Events took a more sinister and ethically questionable turn when Laura wrote a book in the voice of one of her damaged avatars, a supposedly young male prostitute and abuse victim called JT LeRoy.  The book was a publishing sensation, and with that came fame, famous friends and backstage passes. Rather than being mortified at a lie gotten out of hand, Laura comes up with a plan to enjoy all the benefits of fame without revealing her identity - she'll get her partner's sister to play JT LeRoy while she, Laura, plays her confident British friend, Speedie, and her partner plays their friend Astro.  Altogether the three of them travel the world in the lap of luxury.  

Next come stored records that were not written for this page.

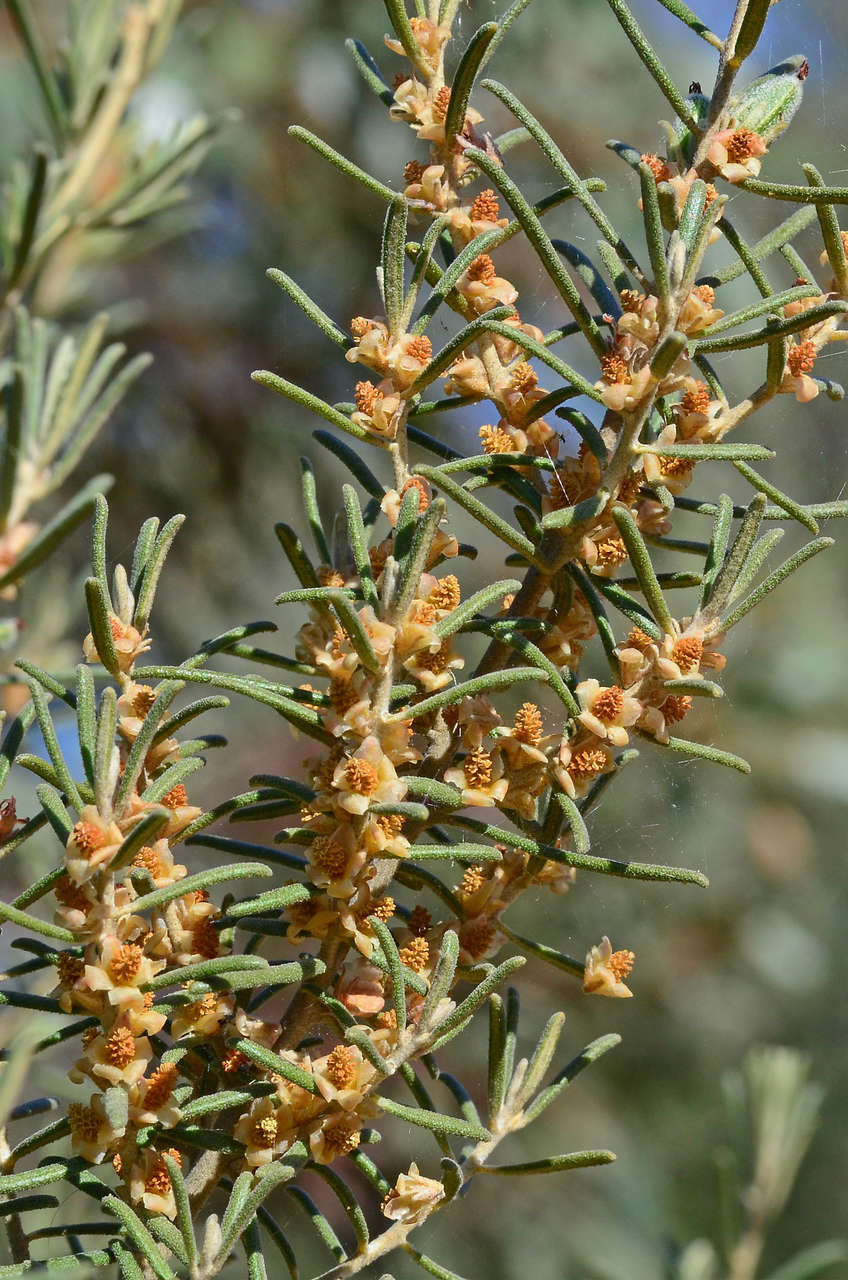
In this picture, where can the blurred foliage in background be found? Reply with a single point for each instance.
(758, 958)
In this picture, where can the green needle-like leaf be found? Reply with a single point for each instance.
(448, 1127)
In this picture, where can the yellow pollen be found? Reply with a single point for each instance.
(675, 466)
(609, 704)
(482, 269)
(121, 1047)
(416, 955)
(160, 1086)
(126, 963)
(486, 208)
(527, 726)
(328, 855)
(473, 880)
(383, 908)
(638, 639)
(149, 859)
(419, 348)
(632, 300)
(366, 396)
(87, 837)
(263, 1133)
(801, 359)
(423, 492)
(588, 763)
(361, 776)
(441, 104)
(611, 551)
(478, 768)
(495, 439)
(687, 653)
(615, 369)
(657, 167)
(446, 594)
(159, 1179)
(342, 1138)
(341, 1066)
(620, 964)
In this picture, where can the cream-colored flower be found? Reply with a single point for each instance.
(607, 711)
(337, 1134)
(153, 1101)
(432, 666)
(735, 154)
(364, 778)
(127, 640)
(159, 860)
(92, 841)
(481, 778)
(150, 1183)
(482, 288)
(579, 763)
(621, 387)
(121, 970)
(113, 1057)
(796, 379)
(411, 1197)
(378, 408)
(336, 859)
(263, 1134)
(343, 1075)
(203, 1018)
(606, 969)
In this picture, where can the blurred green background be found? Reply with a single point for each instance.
(758, 956)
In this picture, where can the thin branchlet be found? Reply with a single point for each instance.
(182, 1045)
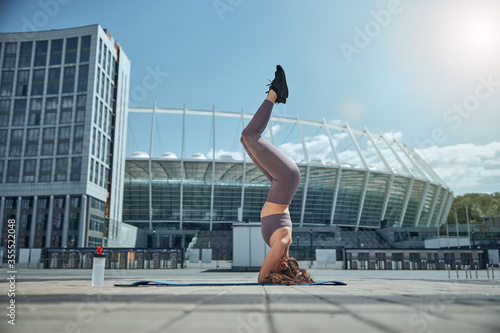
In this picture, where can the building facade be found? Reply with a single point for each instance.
(63, 120)
(350, 179)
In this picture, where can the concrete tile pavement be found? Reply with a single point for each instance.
(374, 301)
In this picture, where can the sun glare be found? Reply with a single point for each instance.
(481, 36)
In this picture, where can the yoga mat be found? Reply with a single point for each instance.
(184, 284)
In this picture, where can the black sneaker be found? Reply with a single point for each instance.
(278, 85)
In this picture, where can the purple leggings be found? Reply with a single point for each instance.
(281, 171)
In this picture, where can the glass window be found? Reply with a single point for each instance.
(31, 149)
(35, 112)
(4, 113)
(37, 82)
(33, 134)
(80, 108)
(65, 116)
(53, 84)
(7, 83)
(63, 148)
(51, 103)
(25, 54)
(45, 174)
(22, 83)
(15, 150)
(16, 135)
(48, 148)
(29, 171)
(77, 146)
(13, 171)
(83, 76)
(76, 167)
(19, 112)
(69, 79)
(64, 133)
(61, 169)
(85, 49)
(9, 56)
(71, 49)
(56, 52)
(49, 133)
(50, 117)
(78, 132)
(41, 53)
(67, 102)
(16, 142)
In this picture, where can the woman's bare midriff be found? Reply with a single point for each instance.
(271, 208)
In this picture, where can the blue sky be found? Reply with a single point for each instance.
(427, 70)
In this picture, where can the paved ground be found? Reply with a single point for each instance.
(374, 301)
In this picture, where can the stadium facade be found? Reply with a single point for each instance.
(63, 116)
(350, 178)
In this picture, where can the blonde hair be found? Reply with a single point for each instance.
(291, 276)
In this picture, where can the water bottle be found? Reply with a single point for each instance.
(98, 268)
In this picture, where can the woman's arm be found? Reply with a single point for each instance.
(275, 254)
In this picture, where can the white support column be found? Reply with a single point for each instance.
(445, 207)
(422, 202)
(82, 224)
(339, 172)
(181, 199)
(366, 180)
(424, 165)
(387, 196)
(410, 185)
(306, 183)
(434, 204)
(406, 201)
(33, 222)
(243, 180)
(403, 165)
(391, 174)
(424, 177)
(65, 231)
(212, 192)
(149, 169)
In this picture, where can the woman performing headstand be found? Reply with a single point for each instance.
(284, 175)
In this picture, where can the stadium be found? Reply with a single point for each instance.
(352, 181)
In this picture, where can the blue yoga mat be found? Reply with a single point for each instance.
(170, 283)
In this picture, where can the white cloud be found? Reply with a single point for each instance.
(223, 154)
(466, 167)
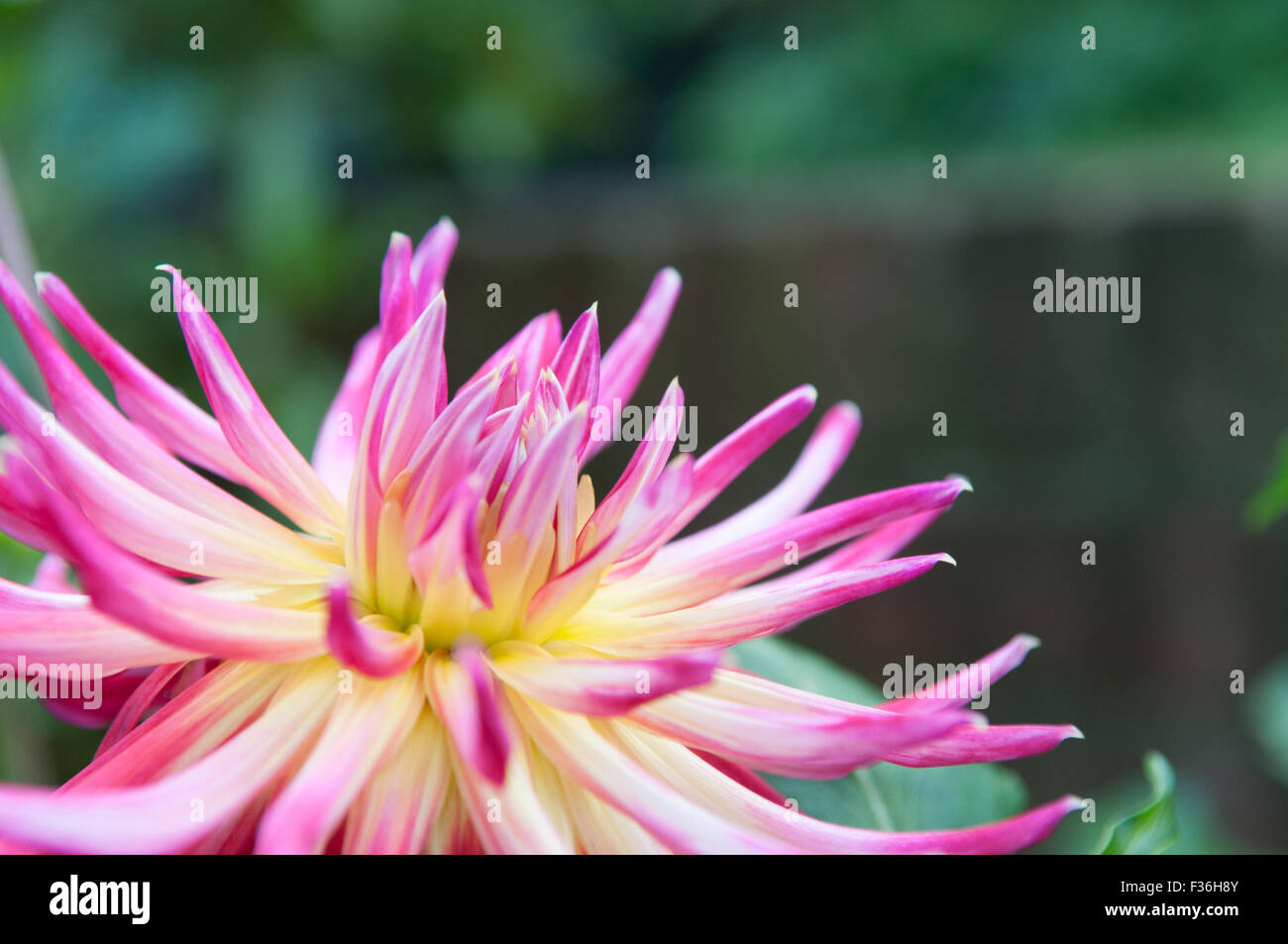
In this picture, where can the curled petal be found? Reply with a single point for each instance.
(983, 745)
(464, 697)
(596, 685)
(373, 651)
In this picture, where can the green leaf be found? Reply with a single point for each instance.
(884, 796)
(1267, 707)
(17, 561)
(1270, 502)
(1150, 829)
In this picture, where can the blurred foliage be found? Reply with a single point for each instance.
(1150, 829)
(1271, 501)
(1267, 704)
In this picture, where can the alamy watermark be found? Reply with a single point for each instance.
(634, 424)
(911, 679)
(218, 294)
(77, 682)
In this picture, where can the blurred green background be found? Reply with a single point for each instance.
(772, 166)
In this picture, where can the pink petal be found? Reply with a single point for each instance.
(623, 364)
(464, 697)
(248, 425)
(372, 651)
(596, 685)
(365, 729)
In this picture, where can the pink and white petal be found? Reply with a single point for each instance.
(397, 809)
(136, 454)
(679, 768)
(430, 261)
(681, 583)
(80, 635)
(146, 398)
(583, 682)
(336, 447)
(156, 818)
(822, 456)
(969, 682)
(140, 700)
(248, 425)
(464, 695)
(576, 364)
(815, 745)
(739, 614)
(397, 308)
(732, 455)
(644, 468)
(142, 520)
(984, 745)
(53, 575)
(531, 349)
(626, 360)
(509, 816)
(583, 754)
(373, 651)
(191, 725)
(178, 613)
(365, 729)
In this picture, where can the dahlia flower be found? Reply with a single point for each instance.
(454, 644)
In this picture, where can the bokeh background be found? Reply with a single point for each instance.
(771, 166)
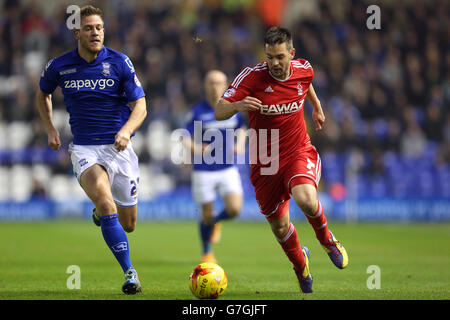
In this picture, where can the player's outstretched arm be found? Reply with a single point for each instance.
(225, 109)
(317, 115)
(45, 108)
(137, 116)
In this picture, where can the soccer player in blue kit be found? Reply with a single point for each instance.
(106, 104)
(217, 174)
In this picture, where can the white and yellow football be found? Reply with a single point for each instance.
(208, 281)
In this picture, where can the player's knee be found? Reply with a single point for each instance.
(105, 207)
(280, 229)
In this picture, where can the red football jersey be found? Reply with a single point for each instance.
(282, 107)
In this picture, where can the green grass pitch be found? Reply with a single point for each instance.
(414, 261)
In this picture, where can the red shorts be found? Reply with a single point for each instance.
(274, 191)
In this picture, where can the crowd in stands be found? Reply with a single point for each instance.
(385, 92)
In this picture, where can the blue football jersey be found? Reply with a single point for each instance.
(96, 94)
(202, 115)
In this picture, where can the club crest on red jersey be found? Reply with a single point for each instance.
(299, 88)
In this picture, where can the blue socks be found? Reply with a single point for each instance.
(116, 239)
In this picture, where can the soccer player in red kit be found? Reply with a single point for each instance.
(273, 93)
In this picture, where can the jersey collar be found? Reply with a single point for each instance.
(100, 56)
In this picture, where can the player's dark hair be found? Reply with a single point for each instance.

Real people become ever more invested in, and sympathetic to, JT LeRoy's story though.  Real people have real feelings of sorrow toward made-up events. And when JT LeRoy's real identity is finally revealed they react in two ways.  The first group feel anger and hurt and being used.  The second group, decide that all is permitted in art - that Laura gets a free pass because JT LeRoy was a piece of performance art and that the fake character itself is a creation on a par with the books.

The problem with this documentary from Jeff Feuerzeig (THE DEVIL AND DANIEL JOHNSTON) is that it's basically a continuation of Laura's addiction to creating characters and manipulating feelings in others.  She is once again in the driver's seat, giving us her version of how she created the characters, her motives, her feelings and her justification. There's no regret, no empathy or sympathy for the people she used or hurt.  There's no counter-balancing voice of the abused and used. The resulting documentary therefore feels like part of the scam. A still mentally ill woman, probably with narcissistic personality disorder, continues to spin her web. She needs a lot of help but so do the famous poeple who won't face up to being swindled but still go on about the creative process. Because let's be clear:  many authors use pen-names, but when the adulation your books receive is to do with how they express your real life, and that's a lie, then this isn't art but subterfuge.  And when you pay people to play those avatars, and lie to people, and earn money from that lie, that's fraud. 

AUTHOR: THE JT LEROY STORY has a running time of 110 minutes and is rated R. The movie played Sundance and Sheffield DocFest 2016. It is currently on release in the UK and opens in the USA on September 9th.